- Born: unknown Iraq, Abbasid Caliphate
- Died: late 9th Century Iraq, Abbasid Caliphate
- Allegiance: Zutt tribe
- Conflicts: Zutt Rebellion

= Muhammad ibn Uthman =

Zutt Tribal Chief

Muhammad bin Uthman was a rebel leader who played a key role in the Zutt Rebellion, which took place in Iraq in the early 9th century CE. He was born into a family of the Zutt tribe who had settled in the region around Basra, and he rose to prominence as a military commander and political figure during the reign of Caliph al-Ma'mun.

==Personality==
Muhammad bin Uthman
 was known for his charisma, his military skill, and his ability to rally support from diverse groups of people.
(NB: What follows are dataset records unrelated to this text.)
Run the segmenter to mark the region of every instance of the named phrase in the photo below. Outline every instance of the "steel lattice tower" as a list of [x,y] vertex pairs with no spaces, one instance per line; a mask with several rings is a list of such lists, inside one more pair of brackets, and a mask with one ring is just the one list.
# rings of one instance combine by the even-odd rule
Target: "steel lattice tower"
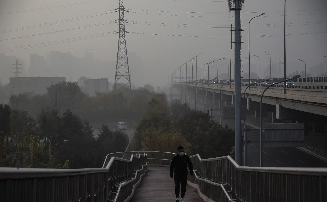
[[117,62],[116,65],[114,90],[117,86],[121,88],[127,87],[131,89],[129,68],[127,57],[127,48],[126,46],[125,33],[125,19],[124,17],[124,0],[119,0],[119,29],[118,40],[118,51],[117,52]]
[[13,73],[15,73],[15,76],[16,77],[19,77],[19,73],[21,73],[22,72],[19,71],[19,69],[22,69],[22,68],[21,68],[19,67],[19,65],[22,65],[21,64],[20,64],[18,63],[18,61],[19,60],[15,60],[16,61],[16,63],[15,64],[13,64],[13,65],[16,65],[16,66],[13,68],[11,68],[12,69],[15,69],[15,72],[12,72]]

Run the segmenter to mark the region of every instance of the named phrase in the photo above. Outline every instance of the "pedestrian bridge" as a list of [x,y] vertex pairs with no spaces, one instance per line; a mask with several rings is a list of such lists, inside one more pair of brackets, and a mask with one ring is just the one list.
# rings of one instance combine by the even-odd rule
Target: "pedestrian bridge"
[[[170,161],[159,152],[107,155],[102,168],[0,168],[2,202],[174,201]],[[327,201],[327,168],[240,166],[229,156],[190,157],[188,202]]]

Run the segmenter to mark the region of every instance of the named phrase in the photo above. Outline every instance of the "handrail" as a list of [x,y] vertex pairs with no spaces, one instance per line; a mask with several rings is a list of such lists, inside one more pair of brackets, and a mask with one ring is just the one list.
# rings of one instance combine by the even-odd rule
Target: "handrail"
[[[112,156],[103,168],[0,168],[0,187],[7,188],[0,192],[0,198],[26,202],[123,201],[112,200],[116,186],[124,186],[119,198],[130,195],[137,182],[132,179],[145,173],[147,161],[146,154],[132,154],[130,160]],[[124,185],[129,181],[133,184]]]
[[[107,159],[108,158],[109,156],[113,156],[115,155],[121,155],[120,156],[123,156],[124,157],[126,156],[125,159],[128,159],[128,156],[125,156],[125,155],[127,154],[133,154],[136,153],[137,154],[146,154],[146,153],[149,153],[149,154],[169,154],[171,155],[176,155],[176,154],[175,153],[172,153],[172,152],[156,152],[156,151],[132,151],[132,152],[115,152],[114,153],[111,153],[110,154],[108,154],[106,156],[106,158],[105,159],[104,161],[103,162],[103,165],[102,166],[102,168],[104,167],[105,165],[106,164],[106,163],[107,162]],[[150,158],[148,158],[148,159],[150,159]],[[159,158],[153,158],[153,159],[156,159],[158,160],[160,160],[161,159]]]
[[[240,166],[228,156],[202,159],[198,155],[190,156],[195,170],[207,183],[197,183],[202,192],[214,201],[224,201],[221,193],[209,191],[213,183],[227,187],[231,199],[243,202],[264,201],[325,201],[327,168]],[[228,192],[227,192],[228,193]],[[229,201],[231,201],[229,200]]]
He was a devout Sunni Muslim and a strong advocate for social justice, and he saw the Zutt rebellion as a way to challenge the corruption and oppression that he perceived in the Abbasid government.

==Rise to Power==
Under Muhammad bin Uthman's leadership, the Zutt rebels captured several key cities in southern Iraq, including Basra, Wasit, and Hira and also Al-Jazira (caliphal province).

Despite their early successes, the Zutt rebels were ultimately unable to overcome the military might of the Abbasid government, and the rebellion was crushed in the year 835 CE. The tribe would be dispersed throughout the Caliphate to prevent another rebellion. Muhammad bin Uthman would still retain chief position of his tribe.

==Impact==
Although the Zutt rebellion was ultimately unsuccessful, it had a significant impact on the political and social landscape of Iraq in the early Abbasid period. It highlighted the deep-seated grievances and tensions that existed between different groups in Iraqi society, and it served as a reminder of the challenges and complexities of governing a diverse and fractious empire.